Cavalier in Buckskin

Reviews and commentary on books, films, etc.
Pat Holscher
Society Member
Posts: 7553
Joined: Thu Nov 30, 2000 6:51 pm
Last Name: Holscher

As was pointed out in TMH's forum a while back, there is an incredible body of work, growing larger every day, on George Custer. The fact that Custer is the topic of so much ink is itself sort of an interesting topic, but it would also suggest that either some big debate is going on, or that the topic is subject to continued revision. I had based my conclusions on Evan Connell's "Son of the Morning Star" for quite some time, and had not bothered to read any more Custer related books until an associate of mine convinced me to read Ambrose's disappointing "Crazy Horse and Custer". Coincidentally, after that I happened to hear this book recommended by a Ranger at a western fort, so, likely Utley, I picked it up.
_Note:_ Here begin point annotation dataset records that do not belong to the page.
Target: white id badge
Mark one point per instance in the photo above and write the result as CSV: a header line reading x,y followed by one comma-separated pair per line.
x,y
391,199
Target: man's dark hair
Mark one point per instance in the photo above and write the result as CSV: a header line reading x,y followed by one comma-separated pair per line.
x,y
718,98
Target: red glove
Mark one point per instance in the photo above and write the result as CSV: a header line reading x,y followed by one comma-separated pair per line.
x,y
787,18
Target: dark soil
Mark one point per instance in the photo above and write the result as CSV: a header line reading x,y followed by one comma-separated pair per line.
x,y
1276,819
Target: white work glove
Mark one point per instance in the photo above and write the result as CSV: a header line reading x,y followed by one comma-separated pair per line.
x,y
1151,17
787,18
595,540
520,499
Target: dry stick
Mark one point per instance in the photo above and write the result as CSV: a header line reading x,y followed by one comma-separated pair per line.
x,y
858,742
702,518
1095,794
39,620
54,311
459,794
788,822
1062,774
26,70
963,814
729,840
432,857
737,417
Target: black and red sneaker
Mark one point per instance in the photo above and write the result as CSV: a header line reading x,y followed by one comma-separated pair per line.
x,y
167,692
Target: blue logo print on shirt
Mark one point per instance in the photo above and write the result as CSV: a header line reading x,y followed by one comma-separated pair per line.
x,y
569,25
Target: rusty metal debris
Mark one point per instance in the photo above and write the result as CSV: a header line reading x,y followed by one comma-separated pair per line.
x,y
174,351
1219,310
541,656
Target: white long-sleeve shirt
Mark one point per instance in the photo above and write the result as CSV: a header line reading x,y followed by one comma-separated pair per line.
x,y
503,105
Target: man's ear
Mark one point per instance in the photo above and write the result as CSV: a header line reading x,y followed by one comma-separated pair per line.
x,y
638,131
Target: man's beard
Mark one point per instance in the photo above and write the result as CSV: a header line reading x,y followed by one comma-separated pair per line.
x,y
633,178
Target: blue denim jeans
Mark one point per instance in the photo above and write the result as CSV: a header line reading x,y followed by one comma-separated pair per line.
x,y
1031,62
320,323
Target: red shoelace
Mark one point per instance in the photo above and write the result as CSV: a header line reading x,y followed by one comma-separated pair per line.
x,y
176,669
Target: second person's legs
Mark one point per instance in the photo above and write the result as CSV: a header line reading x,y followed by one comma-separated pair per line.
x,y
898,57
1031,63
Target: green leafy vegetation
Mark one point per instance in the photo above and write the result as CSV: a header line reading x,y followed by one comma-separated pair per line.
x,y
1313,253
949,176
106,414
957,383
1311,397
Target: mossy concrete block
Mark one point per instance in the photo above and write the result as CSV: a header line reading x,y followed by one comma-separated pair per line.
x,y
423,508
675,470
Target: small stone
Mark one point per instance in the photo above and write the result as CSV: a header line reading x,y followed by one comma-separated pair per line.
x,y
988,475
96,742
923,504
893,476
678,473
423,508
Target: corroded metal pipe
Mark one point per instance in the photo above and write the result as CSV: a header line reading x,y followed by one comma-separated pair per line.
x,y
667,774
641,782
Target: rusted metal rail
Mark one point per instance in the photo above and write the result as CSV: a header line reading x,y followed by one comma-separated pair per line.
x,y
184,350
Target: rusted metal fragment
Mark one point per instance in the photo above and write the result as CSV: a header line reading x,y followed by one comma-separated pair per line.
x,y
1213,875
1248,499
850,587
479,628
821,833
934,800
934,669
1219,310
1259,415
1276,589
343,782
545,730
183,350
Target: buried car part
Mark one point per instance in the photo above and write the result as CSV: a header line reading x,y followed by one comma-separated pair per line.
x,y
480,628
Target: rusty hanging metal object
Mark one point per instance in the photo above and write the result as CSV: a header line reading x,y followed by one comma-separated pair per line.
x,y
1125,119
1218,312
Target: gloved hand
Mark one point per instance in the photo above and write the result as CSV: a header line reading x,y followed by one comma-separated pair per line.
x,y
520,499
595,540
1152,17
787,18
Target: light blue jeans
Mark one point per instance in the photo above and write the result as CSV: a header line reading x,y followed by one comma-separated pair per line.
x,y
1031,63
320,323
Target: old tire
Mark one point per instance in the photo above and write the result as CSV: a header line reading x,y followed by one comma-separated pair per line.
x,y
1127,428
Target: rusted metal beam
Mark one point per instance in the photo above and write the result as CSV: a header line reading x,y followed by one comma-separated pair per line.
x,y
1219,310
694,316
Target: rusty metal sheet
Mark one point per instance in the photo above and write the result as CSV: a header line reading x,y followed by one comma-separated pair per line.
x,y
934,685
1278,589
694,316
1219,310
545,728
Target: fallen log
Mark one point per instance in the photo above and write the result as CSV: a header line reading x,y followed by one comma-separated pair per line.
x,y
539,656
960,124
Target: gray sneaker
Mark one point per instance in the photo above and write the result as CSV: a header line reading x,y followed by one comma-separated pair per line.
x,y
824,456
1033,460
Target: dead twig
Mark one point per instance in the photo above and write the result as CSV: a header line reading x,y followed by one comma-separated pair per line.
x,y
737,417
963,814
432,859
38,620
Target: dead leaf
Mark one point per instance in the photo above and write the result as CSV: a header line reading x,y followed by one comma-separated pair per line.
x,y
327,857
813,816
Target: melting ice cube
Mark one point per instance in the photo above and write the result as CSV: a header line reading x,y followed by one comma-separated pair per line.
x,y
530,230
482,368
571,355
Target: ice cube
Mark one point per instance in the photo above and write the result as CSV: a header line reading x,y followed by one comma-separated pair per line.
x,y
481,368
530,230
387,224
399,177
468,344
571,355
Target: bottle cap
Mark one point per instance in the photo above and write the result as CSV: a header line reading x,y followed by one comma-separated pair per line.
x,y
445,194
Utley is a well-reasoned and levelheaded author. This book was written as part of a University of Oklahoma series on western biographies. Really, I think the Custer biographies should stop here, as this work, short though it is, will not be surpassed. Custer examines each stage of Custer's life in a levelheaded fashion, and with an encyclopedic knowledge of the times in which he lived, and the frontier Army in which he served. His conclusions on the Battle of the Little Big Horn are clear, intelligent, and probably not rationally debatable.

On Custer himself, Utley examines the character and history of the person to the extent that they can be. He avoids the psychoanalization to which the long dead Custer is so routinely put to. He examines Custer's successes and failures, and the positive and negative aspects of his personal conduct. While this should be done in any biography, to often Custer is either portrayed as an unqualified hero, or the epitome of evil. Clearly he was neither, nor was he a bad soldier, nor the greatest Indian campaigner of all time. Utley takes pains to portray Custer as accurately as he can be.

Moreover, this book helps put both Custer and Little Big Horn back in some sort of reasonable perspective, in the larger perspective of both his own career and the Indian Campaigns in which he fought. Highly laudable, this book actually gives the necessary detail as to the rest of the campaign of which Little Big Horn was a part, for example.

Suffice to say, Custer books will continue to come out for as long as anyone who reads this shall live. Little Big Horn will continue to be examined endlessly. Some books in the future may well be justified on Little Big Horn, given as artifacts continue to be unearthed which give an ever more detailed picture of the battle. As for Custer, however, nobody need proceed beyond this book. It may be fun to do so, and some other Custer books are worthwhile, but this one would appear to be as definitive as need or can be.